Went out to see it tonight, and I think that the feminist hand-wringing over how abortion was portrayed in the movie was misplaced. They didn't use the word "abortion," it's true. And movies rarely portray a woman's choice to terminate realistically, sure. But this is a comedy, and if there's anything that abortion is not, it's funny. And frankly, I sympathize with the character's opting to have the baby - it wasn't a very convenient time to have a kid, but kids just aren't convenient anyway. I've been ambivalent about the idea of kids for a long time, but when a decision that big is so hard to make (and I have a hard time choosing what to order on a long menu), it makes sense to just go with what you've got sometimes. I think that the movie captured really well that ambivalence isn't always torture.

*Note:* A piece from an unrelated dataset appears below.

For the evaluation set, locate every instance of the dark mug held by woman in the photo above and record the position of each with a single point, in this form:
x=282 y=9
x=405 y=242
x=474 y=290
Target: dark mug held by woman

My favorite moment in the movie was a scene where Elizabeth was alone, readying the nursery, and folding the tiny baby clothes on top of her enormous belly.

And - it was funny. And surprisingly tasteful when it comes to sentimentality - I could have gone for more, but I sometimes tear up when the Simpsons gets sentimental.

UPDATE: The one thing that did get my feminist undies all in a bundle were the shots of the baby crowning during delivery. Who the fuck gets a Brazilian before giving birth?! It was portrayed as incredibly disturbing, but it all looked nice and neat, and if you're going to be that graphic, you might as well tone down the porniness. Yeesh.

Saturday, February 03, 2007

Just so you know

Pan's Labyrinth is not an appropriate movie for kids. Don't be confused, like I was. It's gory and scary and I'm sure it takes a few years' reading practice to keep up with movies that have subtitles.

It's also really good and I'm not sorry I drove an hour and a half in a snow storm to see it.